Writing a work of political history is a long haul up a sometimes dark road. I have been fortunate to have many friends willing to light the path. I express my deep gratitude to Margaret Lindley, for her years of support, good humour and continued belief in this projects success. I must express my great appreciation to Tomasz Hoskins at I.B.Tauris for his diligent commitment to getting this book out into the world. I thank Haig Patapan, John Kane and Pat Weller for refusing to countenance my periodic apathy, and for their many insights and useful pieces of advice. The Centre for Governance and Public Policy at Griffith University has provided financial support at crucial stages, and my colleagues in the School of Government and International Relations at Griffith have been unceasingly kind in their observations.
Staff at the Bodleian Library, British National Archives, British Library, Chifley Library at ANU, University Library at the University of Melbourne, Griffith University Library, and Morris Miller Library at the University of Tasmania have made the task of researching so much easier with their friendly professionalism.
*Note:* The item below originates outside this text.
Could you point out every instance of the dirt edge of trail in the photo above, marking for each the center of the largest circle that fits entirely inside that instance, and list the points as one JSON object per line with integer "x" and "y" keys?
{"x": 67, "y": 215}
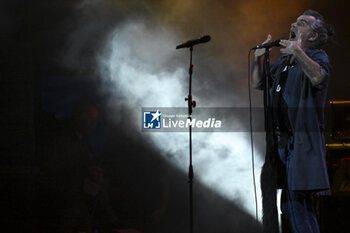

I owe personal debts of emotional support and encouragement that are too many to mention. Nevertheless, I cannot allow the moment to pass without offering my deep thanks to Martin Grimmer and David Blaazer, who were kind enough to read a much earlier draft of this work and whose views were most helpful. I express my gratitude to my family especially my Mum, Dad and brother Mark for their patience and good humour. My lifelong friend, Daniel Bottaro, has always made me see the funny side of life and this study was no exception. To my wonderful wife Kathy, I express a heartfelt thank you. Whatever merit may be contained in the pages that follow is thanks to you most of all. The faults remain my own.
Dennis Grube
Brisbane
Britishness is a political question. But it is also a legal, social, and emotional one. For centuries British governments have played a leading role in shaping, defining and guarding Britishness. They have framed the characteristics that define who is and who is not British. The question of what it means to be British continues to be a topic of intense contemporary debate as twenty-first-century Britain comes to terms with challenges such as devolution, European integration and mass immigration.
The idea that a uniquely British character is based on shared values of some kind is not new. In fact the contemporary debate is framed by decisions made over a century ago, in the Victorian era. The parameters for the modern debate were set in the age of Gladstone and Disraeli, when the shift occurred from a British identity based on religious difference to one based on shared moral values. Between 1829 That fundamental shift marks the moment that Britishness became a values-based question. And weve been arguing about what those values are ever since.
What has changed is the absence in the modern debate of that most vital ingredient of any national identity an other. National identity is defined by its boundaries by who is included and who is excluded. Current conceptions of Britishness based on notions of tolerance, liberty or fair play provide values, but no other to measure them against. They are universal values and by definition universalism embraces everyone. So if everyone is a part of modern Britishness, it becomes a national identity without boundaries meaning it becomes no identity at all.
Politics is a battle of definition. Political leaders create rhetorical frames through which to define how the public sees policy issues, how they decide on who is a friend and who is an enemy, and how they assess who are outsiders and who are insiders. This book scrutinizes how the frame of Britishness was positioned in Victorian Britain; it examines who sought to define British national identity and how they did so. Political and legal rhetoric, backed by the force of legislation, set the boundaries of Britishness and enforced those boundaries through the majesty of an unproblematised British law.
In Victorian Britain through legislation, political rhetoric and the courts successive governments identified a series of religious or moral others who displayed a set of characteristics or behaviours incompatible with Britishness. In doing so they reinforced the identity of the majority of British people as morally upright and religiously acceptable citizens.
In Victorian Britain the law was used and promoted as an instrument of unity while paradoxically being used simultaneously by lawmakers to ostracise religious or moral deviants from British society. The law of course is not an objective entity. It is a definitional tool which provided the dividing line in Victorian Britain between those who obeyed the law and those who, by thumbing their nose at the law, were seen as thumbing their nose at one of the core components of Britishness itself. The law could limit the rights of people professing an un-British faith to sit in Parliament the ultimate lawmaking body. It could also render as moral outcasts those whose nationality or sexuality threatened to undermine British social norms.
The Other
British government, so changed in its character over the course of the nineteenth century, remained consistent in its defence of British law from the interference of groups deemed to be un-British. For much of the first half of the nineteenth century Jews, atheists and Roman Catholics were all prevented on religious grounds from entering Parliament to make British law. These were people whose religion rendered them unfit to participate in lawmaking in a nation which defined itself as defiantly Protestant. As the century progressed these religious bans were slowly lifted, leaving lawmakers to define a replacement class of scapegoats: moral criminals. Prostitutes, homosexuals and a certain class of Irishman came to dominate the imagination of the late Victorians as threats to the moral integrity of Britain. These people were not truly British and could thus safely be excluded by laws that they had little hand in making.